We continue to focus on the decongestion of our acute and community hospitals, which will help us relieve the pressure in our Emergency Departments (ED) and Combined Assessment Units (CAU). To reduce the risk of these waits, we will continue to optimise moving patients to wards at the earliest opportunity to help alleviate pressure at peak time.
We have opened all additional beds where possible, and are seeking alternative pathways for those patients who do not require their care to be delivered in an acute hospital setting.
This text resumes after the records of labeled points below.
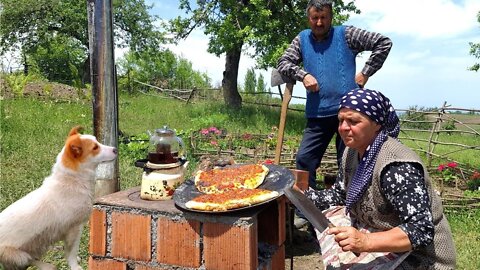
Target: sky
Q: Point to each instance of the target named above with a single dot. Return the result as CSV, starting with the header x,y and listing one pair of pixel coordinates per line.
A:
x,y
427,64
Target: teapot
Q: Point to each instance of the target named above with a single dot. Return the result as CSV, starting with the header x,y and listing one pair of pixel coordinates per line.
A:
x,y
165,147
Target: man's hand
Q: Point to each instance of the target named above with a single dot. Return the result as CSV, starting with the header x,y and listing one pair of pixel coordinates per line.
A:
x,y
350,239
361,79
310,83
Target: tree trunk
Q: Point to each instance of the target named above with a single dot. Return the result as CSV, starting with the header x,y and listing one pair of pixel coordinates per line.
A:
x,y
230,75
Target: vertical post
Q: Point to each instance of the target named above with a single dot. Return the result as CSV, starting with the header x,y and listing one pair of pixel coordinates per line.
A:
x,y
105,100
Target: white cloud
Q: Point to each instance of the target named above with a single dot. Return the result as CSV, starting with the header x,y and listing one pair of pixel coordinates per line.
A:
x,y
419,19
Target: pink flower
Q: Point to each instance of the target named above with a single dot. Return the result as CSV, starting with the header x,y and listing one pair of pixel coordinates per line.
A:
x,y
213,129
452,164
247,136
441,167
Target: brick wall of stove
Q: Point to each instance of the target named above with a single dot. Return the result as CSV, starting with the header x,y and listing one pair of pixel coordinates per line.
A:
x,y
141,235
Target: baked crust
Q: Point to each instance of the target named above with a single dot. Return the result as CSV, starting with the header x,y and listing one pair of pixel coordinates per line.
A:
x,y
220,180
230,199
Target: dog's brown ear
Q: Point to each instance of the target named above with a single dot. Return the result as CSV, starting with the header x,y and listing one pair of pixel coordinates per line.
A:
x,y
76,150
75,130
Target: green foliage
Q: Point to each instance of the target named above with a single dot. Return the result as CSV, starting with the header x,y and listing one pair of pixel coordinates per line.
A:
x,y
59,59
474,182
55,33
266,26
449,125
250,81
475,50
162,69
261,85
417,117
17,81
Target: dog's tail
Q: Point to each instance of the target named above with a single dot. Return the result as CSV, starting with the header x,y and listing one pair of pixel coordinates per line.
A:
x,y
13,258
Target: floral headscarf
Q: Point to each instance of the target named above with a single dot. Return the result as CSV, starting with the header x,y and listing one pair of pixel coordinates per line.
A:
x,y
378,108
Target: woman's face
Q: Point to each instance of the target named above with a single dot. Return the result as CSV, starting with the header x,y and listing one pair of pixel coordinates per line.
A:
x,y
356,129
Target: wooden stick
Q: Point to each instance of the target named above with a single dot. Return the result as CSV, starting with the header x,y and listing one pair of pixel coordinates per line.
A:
x,y
287,96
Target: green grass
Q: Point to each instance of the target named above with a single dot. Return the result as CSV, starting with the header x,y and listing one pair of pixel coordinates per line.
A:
x,y
33,132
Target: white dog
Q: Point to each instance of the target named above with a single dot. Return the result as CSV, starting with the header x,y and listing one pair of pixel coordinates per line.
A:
x,y
57,210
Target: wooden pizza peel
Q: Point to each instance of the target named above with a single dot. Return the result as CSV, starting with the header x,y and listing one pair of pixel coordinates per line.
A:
x,y
278,79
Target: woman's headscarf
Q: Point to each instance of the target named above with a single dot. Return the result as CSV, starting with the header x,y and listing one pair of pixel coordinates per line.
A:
x,y
378,108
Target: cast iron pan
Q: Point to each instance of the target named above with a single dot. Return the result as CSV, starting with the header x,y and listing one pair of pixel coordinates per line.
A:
x,y
277,179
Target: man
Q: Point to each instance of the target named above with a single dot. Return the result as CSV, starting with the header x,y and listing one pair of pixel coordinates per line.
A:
x,y
328,56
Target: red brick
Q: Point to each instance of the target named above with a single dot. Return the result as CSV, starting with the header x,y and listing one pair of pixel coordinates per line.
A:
x,y
235,246
105,264
271,223
131,236
147,267
301,178
98,233
178,243
278,259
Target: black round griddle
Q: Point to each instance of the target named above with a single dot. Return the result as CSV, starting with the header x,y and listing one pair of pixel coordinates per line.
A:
x,y
277,179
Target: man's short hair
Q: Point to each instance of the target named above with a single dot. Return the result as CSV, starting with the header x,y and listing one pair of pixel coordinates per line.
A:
x,y
319,5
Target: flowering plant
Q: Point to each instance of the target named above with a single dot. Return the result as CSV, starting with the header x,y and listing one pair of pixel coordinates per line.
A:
x,y
448,171
474,182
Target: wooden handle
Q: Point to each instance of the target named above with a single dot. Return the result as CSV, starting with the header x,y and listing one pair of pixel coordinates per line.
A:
x,y
287,96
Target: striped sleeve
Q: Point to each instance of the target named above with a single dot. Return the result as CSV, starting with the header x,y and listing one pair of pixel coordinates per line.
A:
x,y
289,63
360,40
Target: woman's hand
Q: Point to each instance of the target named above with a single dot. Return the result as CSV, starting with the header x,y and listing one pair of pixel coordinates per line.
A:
x,y
361,79
350,239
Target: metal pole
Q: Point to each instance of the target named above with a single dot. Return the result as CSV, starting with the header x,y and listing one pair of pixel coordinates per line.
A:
x,y
105,104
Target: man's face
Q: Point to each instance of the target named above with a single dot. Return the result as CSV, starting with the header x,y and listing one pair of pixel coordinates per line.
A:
x,y
320,21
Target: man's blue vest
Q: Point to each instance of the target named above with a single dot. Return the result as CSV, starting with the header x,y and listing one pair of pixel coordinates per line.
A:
x,y
332,63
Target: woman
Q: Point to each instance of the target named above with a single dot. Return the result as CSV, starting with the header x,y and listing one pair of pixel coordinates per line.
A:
x,y
390,207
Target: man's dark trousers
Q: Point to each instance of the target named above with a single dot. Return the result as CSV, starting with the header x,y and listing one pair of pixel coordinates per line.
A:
x,y
316,137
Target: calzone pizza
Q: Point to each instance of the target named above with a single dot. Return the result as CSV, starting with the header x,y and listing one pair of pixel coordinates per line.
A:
x,y
230,199
231,188
219,180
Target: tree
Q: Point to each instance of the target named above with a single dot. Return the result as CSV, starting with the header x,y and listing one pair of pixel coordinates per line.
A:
x,y
32,24
475,50
267,27
261,85
250,81
163,69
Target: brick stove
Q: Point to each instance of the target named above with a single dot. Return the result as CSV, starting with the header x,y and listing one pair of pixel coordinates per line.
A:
x,y
127,232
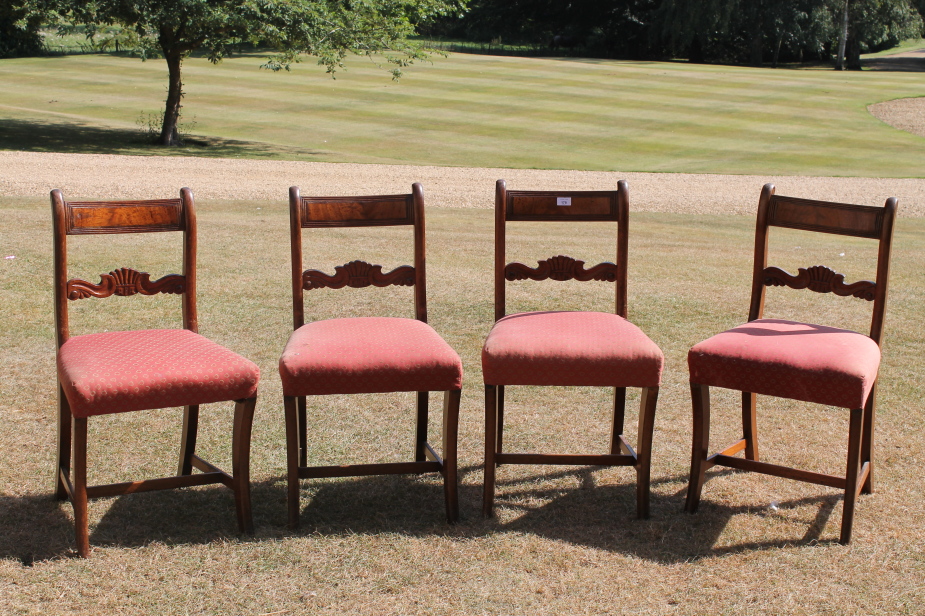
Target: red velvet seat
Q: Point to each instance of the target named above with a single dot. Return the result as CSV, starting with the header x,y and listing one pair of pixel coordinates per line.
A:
x,y
117,372
568,348
799,361
124,371
367,355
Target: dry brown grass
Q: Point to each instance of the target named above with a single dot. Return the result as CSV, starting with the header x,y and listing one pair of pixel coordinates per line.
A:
x,y
565,540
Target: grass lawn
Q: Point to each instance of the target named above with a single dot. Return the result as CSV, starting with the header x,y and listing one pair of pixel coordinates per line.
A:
x,y
565,540
479,111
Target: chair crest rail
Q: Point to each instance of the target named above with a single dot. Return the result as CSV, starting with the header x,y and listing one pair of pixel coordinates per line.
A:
x,y
561,267
125,282
358,274
820,279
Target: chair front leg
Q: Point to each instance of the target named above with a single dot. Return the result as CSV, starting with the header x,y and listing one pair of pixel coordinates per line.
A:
x,y
700,449
867,444
491,427
188,439
302,428
619,417
240,462
750,425
451,401
293,449
647,403
63,467
855,437
79,496
499,424
420,437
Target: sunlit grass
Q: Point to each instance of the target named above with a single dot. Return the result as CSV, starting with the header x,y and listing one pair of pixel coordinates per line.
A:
x,y
485,111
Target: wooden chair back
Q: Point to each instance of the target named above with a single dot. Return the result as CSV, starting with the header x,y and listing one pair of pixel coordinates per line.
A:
x,y
106,217
561,206
823,217
365,211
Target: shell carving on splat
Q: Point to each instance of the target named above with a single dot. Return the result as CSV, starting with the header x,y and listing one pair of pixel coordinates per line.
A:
x,y
358,274
820,279
561,268
125,282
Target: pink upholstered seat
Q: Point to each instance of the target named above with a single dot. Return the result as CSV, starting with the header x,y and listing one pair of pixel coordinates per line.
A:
x,y
367,355
117,372
787,359
570,348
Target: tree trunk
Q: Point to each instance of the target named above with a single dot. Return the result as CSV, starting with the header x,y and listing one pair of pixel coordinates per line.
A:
x,y
853,53
842,40
169,133
757,51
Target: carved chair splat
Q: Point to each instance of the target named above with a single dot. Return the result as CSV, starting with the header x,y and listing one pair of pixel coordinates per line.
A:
x,y
568,348
800,361
375,354
122,371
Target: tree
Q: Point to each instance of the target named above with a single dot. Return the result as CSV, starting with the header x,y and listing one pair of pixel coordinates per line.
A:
x,y
326,29
871,25
19,32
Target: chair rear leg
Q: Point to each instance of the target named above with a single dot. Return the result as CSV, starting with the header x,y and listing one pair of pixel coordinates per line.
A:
x,y
750,425
188,439
619,417
700,449
301,431
647,403
491,427
79,497
450,436
293,437
867,444
240,462
63,468
855,436
420,440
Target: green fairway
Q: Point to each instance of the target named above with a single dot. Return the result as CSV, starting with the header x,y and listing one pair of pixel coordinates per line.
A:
x,y
478,111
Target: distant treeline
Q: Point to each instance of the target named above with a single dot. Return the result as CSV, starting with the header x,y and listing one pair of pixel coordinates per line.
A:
x,y
752,32
724,31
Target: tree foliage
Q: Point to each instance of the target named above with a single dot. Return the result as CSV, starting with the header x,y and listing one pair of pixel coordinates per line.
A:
x,y
19,31
329,30
735,31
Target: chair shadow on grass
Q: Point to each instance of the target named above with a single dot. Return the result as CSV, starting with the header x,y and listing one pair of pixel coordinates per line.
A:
x,y
600,517
73,137
38,528
604,517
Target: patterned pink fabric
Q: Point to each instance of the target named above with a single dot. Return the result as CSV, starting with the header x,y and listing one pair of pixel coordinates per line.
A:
x,y
570,348
116,372
367,355
813,363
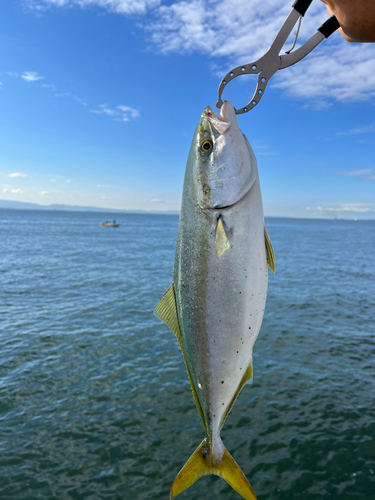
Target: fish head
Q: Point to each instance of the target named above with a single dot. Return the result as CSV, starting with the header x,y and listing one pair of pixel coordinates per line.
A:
x,y
225,167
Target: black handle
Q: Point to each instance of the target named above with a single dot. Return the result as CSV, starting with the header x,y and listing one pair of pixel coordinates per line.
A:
x,y
301,6
329,27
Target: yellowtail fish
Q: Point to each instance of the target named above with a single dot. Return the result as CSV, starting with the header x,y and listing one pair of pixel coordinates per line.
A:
x,y
216,302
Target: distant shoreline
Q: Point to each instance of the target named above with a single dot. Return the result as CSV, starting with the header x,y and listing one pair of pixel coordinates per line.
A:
x,y
78,209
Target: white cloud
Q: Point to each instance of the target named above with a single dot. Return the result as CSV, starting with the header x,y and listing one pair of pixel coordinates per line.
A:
x,y
49,86
17,174
242,31
73,96
366,129
118,6
350,173
345,207
120,113
234,32
32,76
12,191
365,174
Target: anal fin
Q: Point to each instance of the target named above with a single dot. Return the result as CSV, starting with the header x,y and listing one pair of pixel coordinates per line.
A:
x,y
166,310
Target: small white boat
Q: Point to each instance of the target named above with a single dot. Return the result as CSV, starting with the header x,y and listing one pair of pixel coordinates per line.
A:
x,y
109,224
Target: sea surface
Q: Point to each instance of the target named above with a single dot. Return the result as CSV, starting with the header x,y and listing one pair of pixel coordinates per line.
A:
x,y
94,397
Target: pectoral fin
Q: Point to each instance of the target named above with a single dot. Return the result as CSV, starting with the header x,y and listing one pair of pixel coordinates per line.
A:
x,y
270,254
166,310
201,464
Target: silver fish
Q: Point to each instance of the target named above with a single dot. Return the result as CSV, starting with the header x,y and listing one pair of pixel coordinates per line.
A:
x,y
216,302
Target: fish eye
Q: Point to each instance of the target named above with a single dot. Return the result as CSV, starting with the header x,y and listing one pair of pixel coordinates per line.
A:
x,y
206,146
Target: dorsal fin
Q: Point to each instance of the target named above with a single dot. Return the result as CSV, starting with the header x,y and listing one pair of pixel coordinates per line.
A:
x,y
270,254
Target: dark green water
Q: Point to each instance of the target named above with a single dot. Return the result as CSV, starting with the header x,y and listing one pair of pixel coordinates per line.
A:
x,y
94,398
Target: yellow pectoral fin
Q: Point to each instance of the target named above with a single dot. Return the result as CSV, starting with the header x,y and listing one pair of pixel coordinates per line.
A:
x,y
221,241
166,310
201,464
269,250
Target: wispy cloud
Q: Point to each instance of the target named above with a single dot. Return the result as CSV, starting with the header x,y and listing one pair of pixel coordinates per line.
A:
x,y
31,76
12,191
366,129
120,113
49,86
242,30
234,32
118,6
364,174
16,174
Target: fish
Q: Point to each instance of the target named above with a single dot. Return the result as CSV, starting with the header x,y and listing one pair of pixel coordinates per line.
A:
x,y
216,302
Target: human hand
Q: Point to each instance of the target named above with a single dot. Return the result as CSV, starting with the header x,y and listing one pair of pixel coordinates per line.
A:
x,y
356,18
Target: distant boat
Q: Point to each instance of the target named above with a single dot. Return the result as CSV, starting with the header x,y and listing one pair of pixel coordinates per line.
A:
x,y
109,224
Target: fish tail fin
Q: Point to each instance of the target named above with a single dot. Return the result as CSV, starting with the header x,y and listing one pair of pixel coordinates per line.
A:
x,y
201,464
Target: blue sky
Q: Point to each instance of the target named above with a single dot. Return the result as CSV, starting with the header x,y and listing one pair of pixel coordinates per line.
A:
x,y
100,98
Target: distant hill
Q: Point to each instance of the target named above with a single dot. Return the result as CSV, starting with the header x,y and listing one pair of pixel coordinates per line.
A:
x,y
19,205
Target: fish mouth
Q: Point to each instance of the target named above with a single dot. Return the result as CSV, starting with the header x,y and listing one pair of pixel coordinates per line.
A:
x,y
219,123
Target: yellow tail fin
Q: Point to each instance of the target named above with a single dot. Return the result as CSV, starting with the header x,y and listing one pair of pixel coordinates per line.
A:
x,y
201,464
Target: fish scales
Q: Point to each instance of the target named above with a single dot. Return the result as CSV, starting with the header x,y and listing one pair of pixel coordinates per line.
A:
x,y
219,283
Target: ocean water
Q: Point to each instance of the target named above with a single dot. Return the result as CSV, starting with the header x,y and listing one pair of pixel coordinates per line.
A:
x,y
94,397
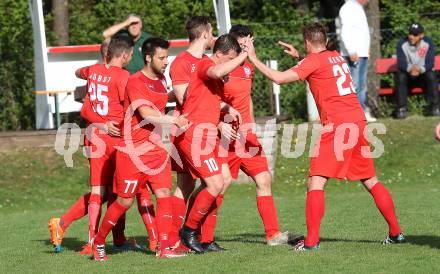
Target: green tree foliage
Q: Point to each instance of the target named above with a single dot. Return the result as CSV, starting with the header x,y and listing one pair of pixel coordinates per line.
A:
x,y
272,21
88,18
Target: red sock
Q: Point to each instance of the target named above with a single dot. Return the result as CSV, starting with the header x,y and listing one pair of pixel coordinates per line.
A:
x,y
115,211
210,221
94,209
118,231
268,213
315,206
385,204
77,211
201,206
178,209
146,209
164,220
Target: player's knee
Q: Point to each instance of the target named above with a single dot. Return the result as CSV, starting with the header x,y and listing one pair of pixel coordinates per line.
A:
x,y
370,182
316,183
227,181
264,181
215,184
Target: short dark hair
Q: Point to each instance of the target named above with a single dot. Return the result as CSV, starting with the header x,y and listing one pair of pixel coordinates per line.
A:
x,y
315,33
196,25
225,43
241,31
104,48
151,44
119,45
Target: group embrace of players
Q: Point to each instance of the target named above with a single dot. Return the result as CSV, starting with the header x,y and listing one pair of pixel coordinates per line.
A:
x,y
212,138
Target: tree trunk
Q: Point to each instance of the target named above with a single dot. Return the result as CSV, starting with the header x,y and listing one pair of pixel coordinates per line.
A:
x,y
373,84
60,11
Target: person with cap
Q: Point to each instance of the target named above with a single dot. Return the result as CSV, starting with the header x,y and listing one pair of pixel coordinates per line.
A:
x,y
132,27
415,62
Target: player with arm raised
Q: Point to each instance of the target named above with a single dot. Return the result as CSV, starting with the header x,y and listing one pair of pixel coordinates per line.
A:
x,y
344,121
237,93
142,159
103,106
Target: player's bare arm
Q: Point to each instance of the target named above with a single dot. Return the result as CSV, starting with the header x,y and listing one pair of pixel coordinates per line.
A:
x,y
220,70
109,32
151,115
279,77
We are pausing routine inpatient elective surgery for a period of three weeks from Monday 9 January 2023. This will allow us to focus on aligning capacity on improving care for urgent and emergency care patients and to continue our work to decongest the system. This means that patients who were scheduled to undergo an operation on a routine basis, which would have required an inpatient admission to hospital during this time, will have their procedure rescheduled. Any patients whose procedure needs to be rescheduled will be contacted directly by their consultant’s secretary, and any enquiries should be directed to them.
Patients who are undergoing a procedure on an urgent basis, including those to diagnose or treat cancer, will be unaffected. Patients who are having their procedure on a day case basis will be similarly unaffected. Paediatric surgery also will be unaffected.
These pressures are also being faced in our social care services across East, North and South Ayrshire. In particular, Care at Home services in the three health and social care partnerships are being particularly affected by increases in demand, as well as workforce challenges.
Unfortunately, this means that service users may experience changes to their care packages, including revised visit times or services being provided by staff members who are not their usual carers. There are also currently delays with new requests for care being put in place.
Families with a loved one waiting to be discharged from hospital are being asked to consider whether there is anything they could do to support them to return home more quickly and avoid them having to remain in hospital unnecessarily until a full care package can be put in place. Some families may also be offered alternative care and support options for their relative, for example an interim stay in a care home whilst a full assessment of their care needs can be undertaken.
We would urge families to please carefully consider all alternatives that will support their loved ones to leave hospital as soon as possible.
Claire Burden adds: “We would like to thank our staff working across the whole system for their help and understanding as we continue to work under extremely difficult circumstances.
“If we all work together we can ensure that our services are there to look after those who need them most.”
Here are some simple things members of the public can do to help support us over this busy period:
- Only visit your GP, out-of-hours GP services or ED if you really need to. Visit www.nhsinform.scot for healthcare advice.
- Go to your community pharmacy for advice. They can provide advice on a range of minor illnesses.
- Wear a fluid resistant face mask if you are visiting our hospitals or using our services.
- Please remember to be kind to our staff. Our staff are doing their best to help you.